4.6. Formation of Disulfide Bonds

First, the disulfide bonds were formed between cysteine residues protected by trityl groups (removed during the cleavage conditions). After purification, the peptide was dissolved in a mixture of H₂O and methanol (1:9, v:v), at a concentration of 40 mg/L. The pH was adjusted and maintained between 8 and 9 using ammonia while stirring the solution at room temperature for 7 days in the presence of atmospheric oxygen. The solvents were then evaporated and the peptides were lyophilized. Reaction progress was verified using analytical RP-HPLC and LC ESI–IT–TOF MS (conditions: see peptide purification).
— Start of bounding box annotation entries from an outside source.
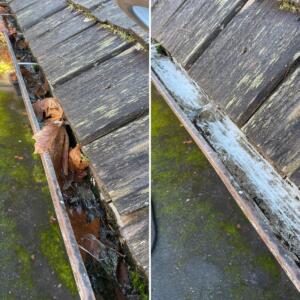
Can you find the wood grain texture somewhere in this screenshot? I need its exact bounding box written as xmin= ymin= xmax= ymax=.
xmin=120 ymin=207 xmax=149 ymax=276
xmin=54 ymin=48 xmax=148 ymax=144
xmin=153 ymin=0 xmax=247 ymax=66
xmin=83 ymin=116 xmax=149 ymax=215
xmin=151 ymin=0 xmax=186 ymax=40
xmin=25 ymin=9 xmax=95 ymax=58
xmin=9 ymin=0 xmax=39 ymax=13
xmin=72 ymin=0 xmax=148 ymax=41
xmin=12 ymin=0 xmax=67 ymax=29
xmin=4 ymin=27 xmax=95 ymax=300
xmin=243 ymin=68 xmax=300 ymax=184
xmin=190 ymin=0 xmax=300 ymax=126
xmin=39 ymin=25 xmax=130 ymax=85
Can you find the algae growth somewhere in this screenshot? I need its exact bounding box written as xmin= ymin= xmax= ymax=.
xmin=152 ymin=86 xmax=298 ymax=300
xmin=0 ymin=89 xmax=78 ymax=299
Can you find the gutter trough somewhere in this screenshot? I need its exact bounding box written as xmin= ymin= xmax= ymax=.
xmin=151 ymin=46 xmax=300 ymax=292
xmin=0 ymin=16 xmax=95 ymax=300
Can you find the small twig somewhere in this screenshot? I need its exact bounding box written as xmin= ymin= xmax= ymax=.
xmin=82 ymin=234 xmax=125 ymax=257
xmin=78 ymin=244 xmax=104 ymax=262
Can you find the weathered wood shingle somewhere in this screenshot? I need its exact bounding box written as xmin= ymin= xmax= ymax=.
xmin=55 ymin=48 xmax=148 ymax=145
xmin=243 ymin=68 xmax=300 ymax=186
xmin=190 ymin=0 xmax=300 ymax=126
xmin=154 ymin=0 xmax=247 ymax=66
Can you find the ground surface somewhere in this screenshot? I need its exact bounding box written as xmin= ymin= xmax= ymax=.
xmin=152 ymin=87 xmax=299 ymax=300
xmin=0 ymin=91 xmax=78 ymax=300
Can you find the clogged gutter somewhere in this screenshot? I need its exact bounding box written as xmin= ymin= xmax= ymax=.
xmin=0 ymin=6 xmax=147 ymax=300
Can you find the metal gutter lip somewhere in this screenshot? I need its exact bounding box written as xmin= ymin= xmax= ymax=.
xmin=151 ymin=50 xmax=300 ymax=292
xmin=0 ymin=16 xmax=96 ymax=300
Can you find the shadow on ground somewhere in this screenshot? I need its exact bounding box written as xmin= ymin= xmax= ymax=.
xmin=152 ymin=85 xmax=299 ymax=300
Next, the second disulfide bonds were formed, and the peptides were dissolved in a solution of acetic acid, methanol, and H₂O (1:9:1, v:v:v) at a concentration of 40 mg/L. Iodine (25 to 50 fold excess) was dissolved in methanol and was added to the solution, which was then stirred at room temperature for 7 days. The mixture was filtered by using a Dowex ion exchange resin, and the excess iodine was removed. The progress of the reaction was monitored by analytical RP-HPLC and LC ESI-IT–TOF MS (conditions: see peptide purification). The solvents were then evaporated and the peptides were lyophilized. The peptides were repurified using RP-HPLC under conditions previously described.